それは、今日から一週間後のことである。その姿が、

(そんな・・・)

 さらに時間を戻していく。

(えっ、今晩!!)

 

 レイラは、心の驚きを見せたりはしない。顔色一つ変えず、未来を変える方法を探りだす。愛ちゃん一家にとって幸せな未来にする方法を。
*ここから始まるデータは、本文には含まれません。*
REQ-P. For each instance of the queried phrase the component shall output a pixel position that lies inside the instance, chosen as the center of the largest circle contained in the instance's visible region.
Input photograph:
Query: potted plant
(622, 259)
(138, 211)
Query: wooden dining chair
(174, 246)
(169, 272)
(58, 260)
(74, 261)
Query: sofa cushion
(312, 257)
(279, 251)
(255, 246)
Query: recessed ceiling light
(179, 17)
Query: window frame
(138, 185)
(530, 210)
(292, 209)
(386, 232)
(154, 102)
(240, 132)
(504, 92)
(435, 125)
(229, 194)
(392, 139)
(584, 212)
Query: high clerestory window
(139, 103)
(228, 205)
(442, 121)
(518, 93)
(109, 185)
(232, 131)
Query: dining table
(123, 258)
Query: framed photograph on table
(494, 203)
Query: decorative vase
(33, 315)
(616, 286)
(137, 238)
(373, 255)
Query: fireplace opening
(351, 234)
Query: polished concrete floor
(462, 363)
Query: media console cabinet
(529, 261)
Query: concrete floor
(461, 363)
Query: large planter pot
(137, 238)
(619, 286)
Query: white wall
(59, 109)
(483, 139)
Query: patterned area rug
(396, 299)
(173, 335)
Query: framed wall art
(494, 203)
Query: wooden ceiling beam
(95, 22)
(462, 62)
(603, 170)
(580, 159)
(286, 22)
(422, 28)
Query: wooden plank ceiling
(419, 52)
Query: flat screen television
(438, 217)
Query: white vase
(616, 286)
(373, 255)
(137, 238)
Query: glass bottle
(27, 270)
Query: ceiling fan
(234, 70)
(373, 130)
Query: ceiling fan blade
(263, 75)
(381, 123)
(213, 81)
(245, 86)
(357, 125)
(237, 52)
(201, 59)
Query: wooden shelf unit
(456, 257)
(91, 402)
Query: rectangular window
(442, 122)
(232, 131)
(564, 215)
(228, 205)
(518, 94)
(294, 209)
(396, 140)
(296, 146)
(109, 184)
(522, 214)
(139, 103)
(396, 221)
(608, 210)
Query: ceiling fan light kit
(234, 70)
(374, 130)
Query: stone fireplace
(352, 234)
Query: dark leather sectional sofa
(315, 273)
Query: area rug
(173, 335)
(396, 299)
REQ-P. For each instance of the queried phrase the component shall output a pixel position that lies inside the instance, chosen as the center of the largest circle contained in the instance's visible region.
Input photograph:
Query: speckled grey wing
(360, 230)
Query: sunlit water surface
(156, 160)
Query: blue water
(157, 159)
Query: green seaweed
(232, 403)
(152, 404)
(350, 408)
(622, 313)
 色々なパターンを仮想して未来を予報してみる。そして、愛ちゃん一家の代わりに、周りの人が不幸にならない最大公約数の未来を選び出す。


 レイラは目を開けた。


「愛ちゃん、ごめんね。明後日まで待ってもらえないかなあ?必ず、良い結果を予報出来ると思うから」

 レイラは、そう応えた。


 それだけで、愛ちゃんを除くみんなにはレイラの言った意味が、はっきりと分った。


 ― 何かが起こる ―


「愛ちゃん、良かったね。きっと良い未来になるよ」

 もえちゃんが、愛ちゃんの疑問が言葉になる前に消そうとする。そして、澄子ちゃんが、

「愛ちゃん良かったね」

 と言うと、それに、みんなが喜んで頷いた。


「明後日楽しみだね」

 健太くんの言葉に、一言だけ口にした。


「明後日?」

 愛ちゃんの言葉にレイラが優しい微笑みで頷いた。


 そこに、”うさたぬき”が現れた。毎度もえちゃんの周りを賑わしている特別天然記念物である。

 もえちゃんの横で、可愛く3匹肩を並べている。


「あっ、また居た」

 愛ちゃんが驚いた。すっかり、みんなの目は”うさだぬき”に向けられた。

 レイラはもえちゃんに向ってウインクをすると、もえちゃんはレイラに向って笑顔で返す。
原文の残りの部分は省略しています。